Kadın arkadaşlarım bana baktı
Aynur: Benim çok canlı dersim olmadı. Rehberlik öğretmeni olduğum için. Okul kısmını size bırakıyorum. Dikkat etmeme rağmen gittiğim bir eğitimden virüs kaptım. Terapi eğitimine gelen psikologlardı ve çoğu maskesizdi. Sonuçta Covid-19’a yakalandım. Evde kaldığım süre boyunca kadın meclisinden destek aldım. Bir kadın arkadaş evde doğal yoğurt mayalayabilmem için süt, yoğurt ve vitamin takviyesi getirmişti. Devlet bir tek ilaç veriyor, o da sıtma ilacı. Ama hastalığı atlatabilmek için takviye vitamin almam gerekiyordu. Dışarı çıkamadığım için bunları kadın arkadaş getirdi. Karantina süreci bitmiş ve iyileşmemiştim. Yeniden rapor almam gerekiyordu. Bir arkadaş, Münevver sağlık ocağına gitti. O, sağlık ocağındayken alerjiden şişmiş yüzümün fotoğrafını gönderdim. İlacımı yazdırdı. Eve getirdi. Sepete bıraktı, yukarı çektim. Sağlık sorunu yaşadım ama kadın meclisinin varlığı bana iyi geldi, destek aldım. Daha önceden bir diyaloğum olmasa da dayanışabileceğim kadınların var olmasının değerini fark ettim, galiba artık bu tür şeyleri çok önemsiyorum. Daha önceleri “aynı dünya görüşün de miyiz, birlikte eyleme gittik mi?” gibi şeyleri daha çok önemserdim. Ama şimdi belki yaştan dolayı, belki pandemi nedeniyle bu tür şeylerin daha değerli olduğunu düşünüyorum. Sendikayla, en azından son birkaç yıldır çok yoğun bir bağım yoktu. Ama kadın meclisiyle bu tarz bir ilişkimin devam etmesini istiyorum.

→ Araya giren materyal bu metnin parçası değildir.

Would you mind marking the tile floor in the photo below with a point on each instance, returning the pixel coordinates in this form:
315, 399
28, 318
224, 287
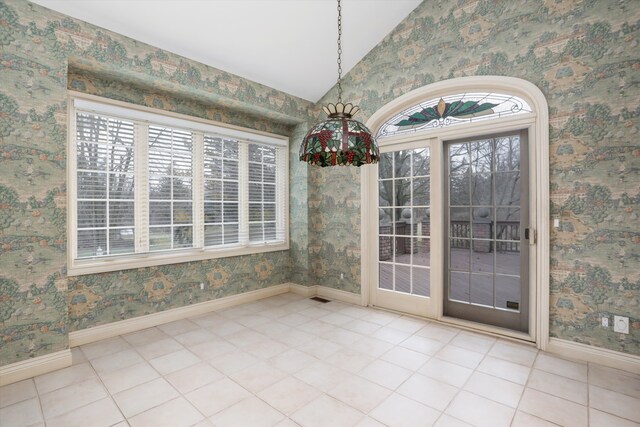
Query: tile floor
291, 361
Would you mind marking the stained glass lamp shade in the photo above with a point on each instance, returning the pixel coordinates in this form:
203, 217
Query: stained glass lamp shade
339, 140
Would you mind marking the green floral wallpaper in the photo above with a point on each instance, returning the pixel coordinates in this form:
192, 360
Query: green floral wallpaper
583, 54
42, 53
585, 57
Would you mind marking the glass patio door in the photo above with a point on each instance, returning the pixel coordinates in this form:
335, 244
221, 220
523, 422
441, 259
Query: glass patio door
486, 246
404, 243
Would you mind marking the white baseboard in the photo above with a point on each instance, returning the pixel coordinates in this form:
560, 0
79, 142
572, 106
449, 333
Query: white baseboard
97, 333
32, 367
325, 292
337, 294
588, 353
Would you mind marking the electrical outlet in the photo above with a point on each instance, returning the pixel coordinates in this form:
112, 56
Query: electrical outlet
621, 324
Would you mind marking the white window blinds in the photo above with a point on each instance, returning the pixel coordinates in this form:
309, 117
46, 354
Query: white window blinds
147, 185
105, 186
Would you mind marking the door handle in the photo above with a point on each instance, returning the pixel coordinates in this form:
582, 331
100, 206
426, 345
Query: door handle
530, 235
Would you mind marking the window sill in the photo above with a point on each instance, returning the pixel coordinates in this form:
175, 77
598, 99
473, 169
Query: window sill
92, 266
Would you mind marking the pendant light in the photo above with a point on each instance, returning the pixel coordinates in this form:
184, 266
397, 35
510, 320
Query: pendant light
339, 140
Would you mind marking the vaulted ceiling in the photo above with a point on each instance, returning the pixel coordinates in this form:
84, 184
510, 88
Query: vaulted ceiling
289, 45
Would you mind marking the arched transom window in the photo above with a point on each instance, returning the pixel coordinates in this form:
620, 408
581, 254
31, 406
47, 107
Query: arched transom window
452, 110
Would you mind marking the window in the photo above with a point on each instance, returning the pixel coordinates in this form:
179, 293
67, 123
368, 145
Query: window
149, 189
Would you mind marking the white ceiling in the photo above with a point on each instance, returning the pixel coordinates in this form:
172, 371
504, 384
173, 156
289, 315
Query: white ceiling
289, 45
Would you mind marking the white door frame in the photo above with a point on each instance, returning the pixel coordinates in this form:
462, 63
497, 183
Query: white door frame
537, 124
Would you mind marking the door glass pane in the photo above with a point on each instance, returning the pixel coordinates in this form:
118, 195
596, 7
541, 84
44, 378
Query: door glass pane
508, 292
404, 186
459, 286
482, 289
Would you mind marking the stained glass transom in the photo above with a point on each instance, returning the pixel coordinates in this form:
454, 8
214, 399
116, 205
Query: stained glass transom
452, 110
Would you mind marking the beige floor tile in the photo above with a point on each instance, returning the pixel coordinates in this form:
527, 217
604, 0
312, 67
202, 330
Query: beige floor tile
506, 370
193, 377
251, 412
390, 335
104, 347
522, 419
145, 336
257, 377
360, 394
174, 361
102, 413
178, 327
71, 397
382, 318
446, 372
369, 422
176, 413
474, 342
17, 392
448, 421
144, 397
385, 374
424, 345
207, 320
131, 376
428, 391
159, 348
212, 349
233, 361
64, 377
406, 358
513, 352
194, 337
292, 360
602, 419
553, 409
320, 348
361, 326
336, 319
342, 337
558, 366
247, 337
326, 411
322, 375
217, 396
407, 324
22, 414
116, 361
266, 349
618, 404
438, 332
479, 411
400, 411
371, 346
615, 379
349, 360
460, 356
289, 395
494, 388
565, 388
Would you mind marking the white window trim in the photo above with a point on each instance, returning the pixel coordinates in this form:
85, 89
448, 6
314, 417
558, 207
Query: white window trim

Mürüvet: Sen Covid -19’a yakalandığında kadın meclisinde bir dayanışma zinciri oluşturulması bana da çok iyi gelmişti.
Aynur: Ben o dönem yeni bir yere taşınmıştım. Kimseyi tanımıyorum. Okulumda bir kadın arkadaşım vardı. O da 60 yaşındaydı. Ondan bir şey isteyemezdim. Hiç beklemediğim bir şey oldu. Daha önceden hiç tanımadığım kadınlar bana süt, yoğurt, vitamin getiriyordu. İhtiyacım olduğunda, yapılması gereken bir şey varsa onu yapmaya hazır olduklarını söylüyor ve yapıyorlardı. Hani daha önceden tanıdığım kadınlar olsa şaşırmazdım. Bu bana iyi geldi
Varis tedavisi görüyordum, doktor yürüyüşe başla, dedi. Arkasından pandemi başladı evlere kapandık. Fatih kalabalık bir ilçe. Dışarı çıkamadım. Tedavimin bir kısmı boşa gitti. Ayak ve bacaklarımda şişmeler oluşmaya başladı. Üç beş gün evde kalıp, dışarı çıkınca tekrar fiziksel rahatsızlıkları hissediyorum.

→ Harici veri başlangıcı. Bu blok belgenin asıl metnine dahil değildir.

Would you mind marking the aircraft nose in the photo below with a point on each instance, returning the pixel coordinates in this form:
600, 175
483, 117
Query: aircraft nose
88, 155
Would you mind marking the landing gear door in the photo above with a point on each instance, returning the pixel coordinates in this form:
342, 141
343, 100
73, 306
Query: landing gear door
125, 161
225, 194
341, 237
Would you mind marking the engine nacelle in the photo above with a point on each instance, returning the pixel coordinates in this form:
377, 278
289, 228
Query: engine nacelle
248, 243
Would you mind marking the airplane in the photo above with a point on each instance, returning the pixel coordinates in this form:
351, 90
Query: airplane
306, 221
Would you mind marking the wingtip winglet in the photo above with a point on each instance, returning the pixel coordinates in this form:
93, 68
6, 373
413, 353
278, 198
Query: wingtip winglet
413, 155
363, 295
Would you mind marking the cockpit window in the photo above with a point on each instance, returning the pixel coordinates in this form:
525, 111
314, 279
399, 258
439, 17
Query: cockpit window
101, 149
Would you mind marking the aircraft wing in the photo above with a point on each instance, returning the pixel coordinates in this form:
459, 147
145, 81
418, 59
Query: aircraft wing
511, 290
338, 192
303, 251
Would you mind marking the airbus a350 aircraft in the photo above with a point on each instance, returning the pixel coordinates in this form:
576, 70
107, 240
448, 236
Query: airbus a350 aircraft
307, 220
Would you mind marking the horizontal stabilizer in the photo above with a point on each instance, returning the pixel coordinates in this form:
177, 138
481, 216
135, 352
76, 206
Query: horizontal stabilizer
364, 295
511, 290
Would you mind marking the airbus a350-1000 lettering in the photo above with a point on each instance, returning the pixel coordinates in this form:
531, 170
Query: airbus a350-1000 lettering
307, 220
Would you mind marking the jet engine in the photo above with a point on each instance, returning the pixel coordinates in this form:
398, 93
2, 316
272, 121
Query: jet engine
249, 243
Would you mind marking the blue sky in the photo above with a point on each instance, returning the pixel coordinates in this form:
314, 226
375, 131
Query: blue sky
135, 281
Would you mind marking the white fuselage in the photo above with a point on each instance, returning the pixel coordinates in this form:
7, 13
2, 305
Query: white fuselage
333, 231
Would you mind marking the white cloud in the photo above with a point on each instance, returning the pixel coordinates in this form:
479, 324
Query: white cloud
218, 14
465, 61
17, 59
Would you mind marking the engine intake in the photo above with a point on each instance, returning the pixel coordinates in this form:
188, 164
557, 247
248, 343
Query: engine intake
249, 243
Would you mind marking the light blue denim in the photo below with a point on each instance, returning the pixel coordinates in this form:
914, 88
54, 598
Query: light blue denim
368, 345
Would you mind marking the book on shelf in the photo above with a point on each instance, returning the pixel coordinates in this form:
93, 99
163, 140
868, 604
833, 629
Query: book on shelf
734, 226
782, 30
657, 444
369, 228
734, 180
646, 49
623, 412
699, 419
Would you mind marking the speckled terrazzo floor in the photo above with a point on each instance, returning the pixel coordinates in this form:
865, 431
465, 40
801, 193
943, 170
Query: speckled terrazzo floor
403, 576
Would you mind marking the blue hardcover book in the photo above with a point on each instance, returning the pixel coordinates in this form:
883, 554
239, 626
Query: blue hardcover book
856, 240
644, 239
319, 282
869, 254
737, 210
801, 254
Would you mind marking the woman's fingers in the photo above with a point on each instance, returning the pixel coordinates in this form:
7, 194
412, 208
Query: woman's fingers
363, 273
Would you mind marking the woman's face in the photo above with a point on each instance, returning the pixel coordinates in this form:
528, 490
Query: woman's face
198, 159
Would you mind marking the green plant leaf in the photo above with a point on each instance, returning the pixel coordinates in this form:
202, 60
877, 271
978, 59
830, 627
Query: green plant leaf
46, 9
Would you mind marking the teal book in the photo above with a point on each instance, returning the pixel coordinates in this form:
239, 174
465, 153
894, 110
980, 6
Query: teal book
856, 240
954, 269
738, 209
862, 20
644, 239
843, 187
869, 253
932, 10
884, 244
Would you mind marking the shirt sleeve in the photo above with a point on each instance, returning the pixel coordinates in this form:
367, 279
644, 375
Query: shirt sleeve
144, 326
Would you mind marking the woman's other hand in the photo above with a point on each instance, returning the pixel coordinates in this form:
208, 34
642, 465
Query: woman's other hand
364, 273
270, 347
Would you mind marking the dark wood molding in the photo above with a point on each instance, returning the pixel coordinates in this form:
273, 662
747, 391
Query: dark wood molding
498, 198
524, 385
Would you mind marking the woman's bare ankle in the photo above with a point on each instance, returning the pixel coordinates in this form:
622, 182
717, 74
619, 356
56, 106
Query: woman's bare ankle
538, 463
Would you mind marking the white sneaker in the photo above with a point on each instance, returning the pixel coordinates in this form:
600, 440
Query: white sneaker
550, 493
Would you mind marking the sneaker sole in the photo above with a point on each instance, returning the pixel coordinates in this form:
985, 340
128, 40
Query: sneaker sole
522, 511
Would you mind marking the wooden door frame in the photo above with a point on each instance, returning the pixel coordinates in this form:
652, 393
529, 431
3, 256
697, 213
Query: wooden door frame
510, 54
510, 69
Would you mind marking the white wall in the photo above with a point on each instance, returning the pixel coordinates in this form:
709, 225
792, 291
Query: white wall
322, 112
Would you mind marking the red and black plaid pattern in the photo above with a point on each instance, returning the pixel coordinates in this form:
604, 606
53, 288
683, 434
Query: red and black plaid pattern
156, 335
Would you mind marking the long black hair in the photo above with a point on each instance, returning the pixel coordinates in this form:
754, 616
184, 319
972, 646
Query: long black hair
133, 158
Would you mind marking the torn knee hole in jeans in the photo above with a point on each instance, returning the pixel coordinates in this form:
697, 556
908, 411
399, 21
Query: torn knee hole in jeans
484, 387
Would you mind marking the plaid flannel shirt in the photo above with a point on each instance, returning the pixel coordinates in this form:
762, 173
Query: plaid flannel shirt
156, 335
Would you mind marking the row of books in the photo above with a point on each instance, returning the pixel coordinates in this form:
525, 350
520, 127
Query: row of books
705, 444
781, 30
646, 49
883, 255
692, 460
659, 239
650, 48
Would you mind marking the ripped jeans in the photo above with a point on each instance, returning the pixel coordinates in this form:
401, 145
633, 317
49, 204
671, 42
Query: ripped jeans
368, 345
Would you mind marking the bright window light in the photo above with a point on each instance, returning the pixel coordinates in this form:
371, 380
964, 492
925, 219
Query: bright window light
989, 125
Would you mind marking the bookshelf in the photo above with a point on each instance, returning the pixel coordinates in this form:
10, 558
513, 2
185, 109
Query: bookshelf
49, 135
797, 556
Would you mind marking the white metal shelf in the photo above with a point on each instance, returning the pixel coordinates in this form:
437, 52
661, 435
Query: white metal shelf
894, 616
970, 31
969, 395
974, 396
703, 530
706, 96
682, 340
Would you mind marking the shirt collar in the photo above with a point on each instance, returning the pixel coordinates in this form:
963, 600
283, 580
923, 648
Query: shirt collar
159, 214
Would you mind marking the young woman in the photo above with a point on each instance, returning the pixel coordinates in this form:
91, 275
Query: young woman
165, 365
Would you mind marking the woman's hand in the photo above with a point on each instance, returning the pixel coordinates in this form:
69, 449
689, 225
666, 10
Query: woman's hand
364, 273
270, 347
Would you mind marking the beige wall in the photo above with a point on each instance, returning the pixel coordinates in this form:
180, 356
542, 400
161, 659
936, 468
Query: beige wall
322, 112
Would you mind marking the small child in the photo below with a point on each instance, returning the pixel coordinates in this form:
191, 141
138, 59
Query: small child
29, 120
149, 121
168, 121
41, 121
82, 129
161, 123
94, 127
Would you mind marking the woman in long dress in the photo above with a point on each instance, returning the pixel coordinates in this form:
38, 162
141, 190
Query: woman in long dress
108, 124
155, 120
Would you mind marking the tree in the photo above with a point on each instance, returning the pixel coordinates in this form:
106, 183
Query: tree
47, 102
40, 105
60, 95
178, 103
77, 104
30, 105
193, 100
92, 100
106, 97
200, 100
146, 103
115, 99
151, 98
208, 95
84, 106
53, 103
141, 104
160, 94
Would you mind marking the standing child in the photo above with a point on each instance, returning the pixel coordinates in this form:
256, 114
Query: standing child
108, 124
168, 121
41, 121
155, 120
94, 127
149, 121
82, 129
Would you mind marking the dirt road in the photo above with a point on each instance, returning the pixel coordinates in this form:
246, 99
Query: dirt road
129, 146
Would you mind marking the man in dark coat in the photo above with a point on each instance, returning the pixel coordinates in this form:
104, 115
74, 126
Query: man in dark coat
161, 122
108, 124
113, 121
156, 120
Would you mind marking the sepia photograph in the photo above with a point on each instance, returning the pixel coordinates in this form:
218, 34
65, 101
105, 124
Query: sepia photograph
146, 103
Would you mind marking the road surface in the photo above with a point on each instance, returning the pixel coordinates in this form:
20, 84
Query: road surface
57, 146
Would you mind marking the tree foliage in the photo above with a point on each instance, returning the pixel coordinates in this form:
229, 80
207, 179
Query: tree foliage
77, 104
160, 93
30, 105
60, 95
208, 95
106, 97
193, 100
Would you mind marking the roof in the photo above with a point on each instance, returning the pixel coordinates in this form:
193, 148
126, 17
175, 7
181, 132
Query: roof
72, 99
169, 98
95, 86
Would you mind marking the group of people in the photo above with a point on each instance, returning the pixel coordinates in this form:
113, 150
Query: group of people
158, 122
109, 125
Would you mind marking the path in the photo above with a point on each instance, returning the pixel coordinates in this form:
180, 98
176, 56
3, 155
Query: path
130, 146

Nurcan: Pandemi döneminde sürekli ekran başında oturmaktan hem öğrencilerde hem öğretmenlerde boyun fıtığı, bel ağrısı gibi rahatsızlıklar oluştu. Anti sosyal olduk. Öğrenci sürekli evde durmak istiyor.
Mürüvet: Helin annenin rahatsızlığı vardı. Pandemi süreciyle nasıl baş ettiniz.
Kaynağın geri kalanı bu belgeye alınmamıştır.